I write this post as an observer of and participant in both the French and American public education systems. Educated in U.S. public schools from first grade through twelfth grade (with a brief two-year stint as a homeschooler), I have also attended a public university in the U.S. as well as a public university in France. No longer a student, I teach in public schools in both countries.
To clarify, I am not a certified teacher. In the U.S., I have worked as a substitute teacher for grades K-12. I have also taught an after-school introductory French class for 3rd-5th grade students within the public school system. I am currently an English teaching assistant working part-time for Education Nationale at a lycée (high school) in France.
This post will address my understanding of: 1) The system of points for teachers in France; 2) Why teaching in public schools can be simultaneously an attractive and unattractive occupation in France; and 3) Substitute teachers in France versus “subs” in the U.S.
Several things inspired me to write this post. Namely, I was puzzled by the transience of the young teachers with whom I work in France, and whether they were satisfied with this aspect of their jobs. Like me, several of them just began teaching at the lycée in the fall of 2013 to fill temporary positions. Unlike me, they are fully certified, full-time teachers with one- or two-year master’s degrees and each has several years’ experience teaching in other regions of France. Their contracts at the lycée terminate at the end of this school year, at which point they will be sent by the French government to another school, and quite possibly to another region of France.
When I first heard of this, I was surprised. I asked my colleagues, “How can the government uproot teachers from one year to the next, sending them far away from their family and friends?” They shrugged and responded, “It all has to do with the system of points. The number of points a teacher has is based on his individual and personal circumstances, and his seniority among other things.” Basically, this means that the more years a teacher has taught, the more points he or she has. Additionally, one’s family situation determines the number of points one accumulates. If a teacher is married, has children, or is pacsé(e) (meaning he or she is not married but is in legal cohabitation with another person, with whom he or she enjoys insurance and tax benefits), that teacher gains more points. If the teacher gets divorced or breaks the PACS agreement, the points are lost.

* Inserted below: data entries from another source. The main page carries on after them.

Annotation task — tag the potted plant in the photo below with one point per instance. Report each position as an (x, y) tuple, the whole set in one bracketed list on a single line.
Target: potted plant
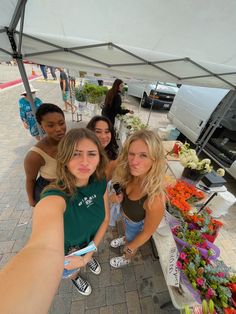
[(95, 96), (80, 98)]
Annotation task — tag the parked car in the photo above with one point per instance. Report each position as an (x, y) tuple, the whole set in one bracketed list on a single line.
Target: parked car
[(161, 98), (194, 111)]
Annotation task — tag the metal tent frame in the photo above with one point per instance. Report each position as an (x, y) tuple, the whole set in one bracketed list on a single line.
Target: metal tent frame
[(15, 36)]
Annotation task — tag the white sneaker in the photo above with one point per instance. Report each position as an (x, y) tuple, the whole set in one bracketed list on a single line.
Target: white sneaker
[(94, 266), (117, 242), (119, 261), (82, 285)]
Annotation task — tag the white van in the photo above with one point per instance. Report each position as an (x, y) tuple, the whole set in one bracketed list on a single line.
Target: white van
[(160, 97), (195, 111)]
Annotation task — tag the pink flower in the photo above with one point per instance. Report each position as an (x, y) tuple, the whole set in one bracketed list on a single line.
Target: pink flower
[(210, 293), (179, 265), (200, 281), (182, 255)]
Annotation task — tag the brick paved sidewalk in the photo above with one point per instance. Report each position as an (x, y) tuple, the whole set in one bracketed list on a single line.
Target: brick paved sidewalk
[(138, 288)]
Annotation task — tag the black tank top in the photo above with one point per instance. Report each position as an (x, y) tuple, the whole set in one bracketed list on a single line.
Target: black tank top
[(134, 209)]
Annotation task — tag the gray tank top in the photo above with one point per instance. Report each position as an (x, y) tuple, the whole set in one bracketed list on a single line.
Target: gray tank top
[(134, 209)]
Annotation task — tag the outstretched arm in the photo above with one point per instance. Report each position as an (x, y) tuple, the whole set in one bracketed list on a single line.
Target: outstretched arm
[(30, 280)]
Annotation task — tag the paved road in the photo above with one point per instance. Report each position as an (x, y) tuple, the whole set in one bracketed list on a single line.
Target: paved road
[(138, 288)]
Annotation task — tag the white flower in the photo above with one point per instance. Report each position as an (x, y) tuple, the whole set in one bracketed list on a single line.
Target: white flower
[(220, 172), (192, 165)]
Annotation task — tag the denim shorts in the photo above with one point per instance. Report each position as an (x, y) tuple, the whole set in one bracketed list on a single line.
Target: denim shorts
[(132, 228), (65, 96)]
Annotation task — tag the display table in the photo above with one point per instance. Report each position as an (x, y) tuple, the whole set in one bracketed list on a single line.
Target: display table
[(164, 243)]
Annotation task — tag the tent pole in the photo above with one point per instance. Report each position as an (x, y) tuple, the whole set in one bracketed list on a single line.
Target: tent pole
[(224, 107), (19, 14), (152, 104), (139, 107)]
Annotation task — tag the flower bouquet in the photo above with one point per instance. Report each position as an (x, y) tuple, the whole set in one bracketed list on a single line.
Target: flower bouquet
[(184, 237), (181, 196), (195, 168), (203, 221), (205, 280)]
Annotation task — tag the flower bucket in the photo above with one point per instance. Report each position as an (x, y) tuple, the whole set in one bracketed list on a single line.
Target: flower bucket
[(188, 285), (208, 237), (204, 252), (192, 174), (171, 220)]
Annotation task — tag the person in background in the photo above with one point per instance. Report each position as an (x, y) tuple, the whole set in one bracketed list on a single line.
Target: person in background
[(26, 112), (65, 89), (140, 174), (41, 159), (113, 101), (105, 132), (43, 69), (80, 196), (53, 72), (72, 81), (72, 212)]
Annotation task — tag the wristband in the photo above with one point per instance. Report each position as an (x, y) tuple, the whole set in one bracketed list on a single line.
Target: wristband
[(129, 250)]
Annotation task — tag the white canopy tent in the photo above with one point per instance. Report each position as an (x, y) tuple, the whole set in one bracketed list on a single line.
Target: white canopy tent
[(183, 41)]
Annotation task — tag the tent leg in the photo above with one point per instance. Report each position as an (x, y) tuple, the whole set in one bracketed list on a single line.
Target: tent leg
[(27, 88), (19, 14)]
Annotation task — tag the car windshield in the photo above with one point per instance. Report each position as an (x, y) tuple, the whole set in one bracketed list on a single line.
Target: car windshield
[(167, 84)]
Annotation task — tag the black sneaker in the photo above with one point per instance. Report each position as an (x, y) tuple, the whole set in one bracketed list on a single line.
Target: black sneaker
[(94, 266), (82, 285)]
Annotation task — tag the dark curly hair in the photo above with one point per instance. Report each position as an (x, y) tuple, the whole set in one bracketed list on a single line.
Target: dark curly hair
[(112, 148), (46, 108), (112, 92)]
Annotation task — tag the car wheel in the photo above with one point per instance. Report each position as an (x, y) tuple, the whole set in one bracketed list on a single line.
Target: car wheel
[(144, 101)]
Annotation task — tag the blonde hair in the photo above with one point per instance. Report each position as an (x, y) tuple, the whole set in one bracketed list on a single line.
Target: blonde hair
[(153, 183), (65, 180)]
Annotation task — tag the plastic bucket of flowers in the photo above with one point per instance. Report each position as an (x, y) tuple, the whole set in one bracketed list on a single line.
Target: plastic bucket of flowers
[(203, 221), (185, 237), (212, 255)]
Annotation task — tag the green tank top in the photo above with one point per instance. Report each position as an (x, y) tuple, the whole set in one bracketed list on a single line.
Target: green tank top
[(84, 213), (134, 209)]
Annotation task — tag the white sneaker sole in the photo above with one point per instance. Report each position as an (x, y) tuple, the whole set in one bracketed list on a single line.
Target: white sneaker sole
[(97, 271), (117, 242), (85, 293), (119, 261)]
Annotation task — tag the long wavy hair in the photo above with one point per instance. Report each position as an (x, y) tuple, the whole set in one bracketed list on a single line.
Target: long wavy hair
[(112, 148), (65, 180), (112, 92), (153, 183)]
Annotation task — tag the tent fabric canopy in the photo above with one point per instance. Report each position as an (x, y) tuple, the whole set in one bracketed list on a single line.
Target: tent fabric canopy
[(187, 41)]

When newly minted teachers graduate from their bachelor’s or master’s degree programs, they have a set number of points and are viewed by Education Nationale as being equal in ability, according to my colleague. Again, I was surprised. “What about merit?” I asked him. “It doesn’t seem to me that all graduates are created equal—some are more passionate or informed about the subject they teach, some are better with kids, and all have had different upbringings.” My colleague shook his head, indicating that merit and factors outside the degree itself seem not to be major considerations for the government in placing new teachers with no experience.

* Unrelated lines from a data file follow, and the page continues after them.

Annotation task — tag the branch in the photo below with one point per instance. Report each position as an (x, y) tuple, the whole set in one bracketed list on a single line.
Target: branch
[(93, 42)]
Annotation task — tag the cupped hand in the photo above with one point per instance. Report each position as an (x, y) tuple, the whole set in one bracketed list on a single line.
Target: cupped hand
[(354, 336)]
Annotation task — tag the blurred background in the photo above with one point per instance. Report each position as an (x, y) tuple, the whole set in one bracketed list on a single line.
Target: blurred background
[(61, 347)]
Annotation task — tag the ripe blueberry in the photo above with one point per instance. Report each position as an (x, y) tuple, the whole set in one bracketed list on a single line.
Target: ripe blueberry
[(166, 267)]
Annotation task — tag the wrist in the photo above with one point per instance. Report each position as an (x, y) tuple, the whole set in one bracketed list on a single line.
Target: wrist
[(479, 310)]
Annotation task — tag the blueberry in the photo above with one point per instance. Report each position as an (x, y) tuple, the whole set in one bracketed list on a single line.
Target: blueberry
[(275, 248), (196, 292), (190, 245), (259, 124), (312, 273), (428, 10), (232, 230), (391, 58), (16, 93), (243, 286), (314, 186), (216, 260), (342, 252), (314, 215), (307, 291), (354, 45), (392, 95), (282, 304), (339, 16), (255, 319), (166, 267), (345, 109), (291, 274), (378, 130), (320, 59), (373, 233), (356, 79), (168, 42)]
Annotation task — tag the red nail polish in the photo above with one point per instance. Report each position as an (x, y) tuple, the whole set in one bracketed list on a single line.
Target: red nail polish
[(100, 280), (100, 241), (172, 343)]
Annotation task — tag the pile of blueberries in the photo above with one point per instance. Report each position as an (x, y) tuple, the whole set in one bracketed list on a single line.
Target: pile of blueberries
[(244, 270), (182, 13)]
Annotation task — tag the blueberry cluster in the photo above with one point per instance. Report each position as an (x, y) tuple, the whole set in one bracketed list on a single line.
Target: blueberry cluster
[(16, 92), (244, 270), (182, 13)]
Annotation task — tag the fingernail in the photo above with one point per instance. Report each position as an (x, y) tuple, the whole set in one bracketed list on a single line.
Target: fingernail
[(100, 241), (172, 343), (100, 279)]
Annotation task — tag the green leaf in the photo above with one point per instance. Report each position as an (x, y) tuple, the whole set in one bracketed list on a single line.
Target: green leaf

To obtain the best placement in an attractive city or at a high-ranking school, a teacher must accumulate a greater number of points. I asked a colleague, under 30 years old, how many points he had. He told me, “Moi, j’ai 50 points. C’est rien.” (I have 50 points. That’s nothing.) Having one child, for example, credits a teacher 100 points. Completing a one-year internship is another 100 points. Being placed by the government in a region away from one’s spouse and children also allows one to gain points (190 points for the first year of separation, and so on). This benefit could eventually allow a married teacher to accumulate enough points to request a change of post so as to be nearer to his or her family.

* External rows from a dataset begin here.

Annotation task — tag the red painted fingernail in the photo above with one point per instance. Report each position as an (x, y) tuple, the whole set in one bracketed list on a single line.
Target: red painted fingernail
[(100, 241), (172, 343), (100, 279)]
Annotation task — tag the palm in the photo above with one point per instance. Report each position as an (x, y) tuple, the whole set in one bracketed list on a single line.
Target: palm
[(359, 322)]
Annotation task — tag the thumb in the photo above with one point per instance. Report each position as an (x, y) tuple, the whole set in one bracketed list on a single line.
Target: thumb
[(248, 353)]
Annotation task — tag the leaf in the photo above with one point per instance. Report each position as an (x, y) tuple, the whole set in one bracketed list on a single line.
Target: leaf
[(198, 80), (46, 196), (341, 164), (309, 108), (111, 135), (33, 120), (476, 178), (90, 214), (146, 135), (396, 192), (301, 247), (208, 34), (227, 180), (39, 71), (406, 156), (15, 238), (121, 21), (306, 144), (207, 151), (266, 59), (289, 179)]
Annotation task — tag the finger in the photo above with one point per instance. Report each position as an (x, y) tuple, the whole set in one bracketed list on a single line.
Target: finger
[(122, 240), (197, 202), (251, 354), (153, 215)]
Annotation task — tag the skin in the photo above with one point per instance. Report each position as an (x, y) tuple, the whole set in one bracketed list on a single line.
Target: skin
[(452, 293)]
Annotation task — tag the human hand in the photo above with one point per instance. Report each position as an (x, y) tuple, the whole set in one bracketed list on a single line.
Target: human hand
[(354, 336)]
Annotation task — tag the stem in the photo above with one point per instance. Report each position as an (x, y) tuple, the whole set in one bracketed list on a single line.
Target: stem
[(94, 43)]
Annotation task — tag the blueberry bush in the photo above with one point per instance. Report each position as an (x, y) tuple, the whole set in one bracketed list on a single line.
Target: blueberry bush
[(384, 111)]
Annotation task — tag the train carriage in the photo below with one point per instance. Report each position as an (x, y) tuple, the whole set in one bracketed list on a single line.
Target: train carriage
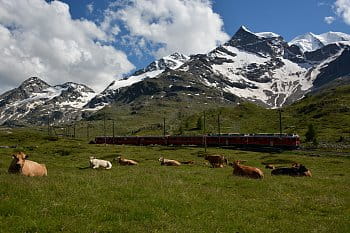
[(236, 140)]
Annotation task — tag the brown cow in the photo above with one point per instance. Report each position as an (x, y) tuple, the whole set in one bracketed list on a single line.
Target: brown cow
[(270, 166), (241, 170), (21, 165)]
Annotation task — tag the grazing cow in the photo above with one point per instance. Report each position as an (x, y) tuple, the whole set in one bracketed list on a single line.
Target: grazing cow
[(295, 170), (96, 163), (269, 166), (126, 162), (21, 165), (241, 170), (168, 162), (216, 160)]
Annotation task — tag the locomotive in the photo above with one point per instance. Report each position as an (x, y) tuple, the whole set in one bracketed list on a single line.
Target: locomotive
[(287, 141)]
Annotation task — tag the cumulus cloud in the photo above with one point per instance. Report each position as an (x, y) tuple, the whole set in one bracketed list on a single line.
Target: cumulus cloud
[(342, 8), (90, 7), (38, 38), (329, 19), (167, 26)]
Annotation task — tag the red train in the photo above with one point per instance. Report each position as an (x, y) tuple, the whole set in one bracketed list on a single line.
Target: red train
[(289, 141)]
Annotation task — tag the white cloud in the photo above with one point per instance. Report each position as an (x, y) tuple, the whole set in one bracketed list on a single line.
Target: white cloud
[(186, 26), (90, 7), (329, 19), (41, 39), (342, 8)]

I asked my colleagues about why they chose teaching as a profession, given the uncertainty of job placement as young teachers with few points, and whether they were satisfied with their education system. The teachers’ response was simply that they are passionate about their job. They want to positively shape the lives of future generations, to the point that they are willing to move around the country for work and pay high taxes to support education, which is free for students in France (including most university education). My colleagues also combat the disparaging view many French people have about the teaching profession. As in the U.S., in France teachers are often undervalued, according to my colleagues. In their opinion, however, the positives outweigh the challenges of this occupation.
One such positive aspect is that teaching, like most civil servant jobs in France, provides a high level of job security. When I mentioned to one colleague that I am interested in eventually creating my own international education business, she was surprised. “People in France don’t often immediately think of things like that,” she commented. “There’s a lot of bureaucratic red tape and it’s just not viewed as a valid, safe option.” I noted that starting one’s own business is hardly a “safe” option in the U.S. either, but that it is often encouraged and that if run well, it can be a fulfilling and lucrative alternative to the traditional route of asking employers for jobs.
Lastly, in talking with colleagues, I mentioned that I had been a substitute teacher in the U.S. They were unsure about exactly what that was, until I described it further in both French and English. “We don’t have that here,” they informed me. It turns out, at least at the lycée where we work, if a teacher is absent for a few days, class is canceled, just like in an American university. If a teacher is absent for several weeks, a fellow teacher is asked to cover their class. The idea of someone substitute teaching as a means to gain a full-time teaching position is not a familiar concept in France as it is in the U.S.; rather, one must go through a traditional certification process.
This post just touches the tip of the iceberg regarding the subject of young teachers in France and the system of public education in general. In future posts, I hope to address differences in the organization of public school administration in France and the U.S., discipline of students in these two countries, parent involvement, the structure of a typical school day, and extracurricular activities for students.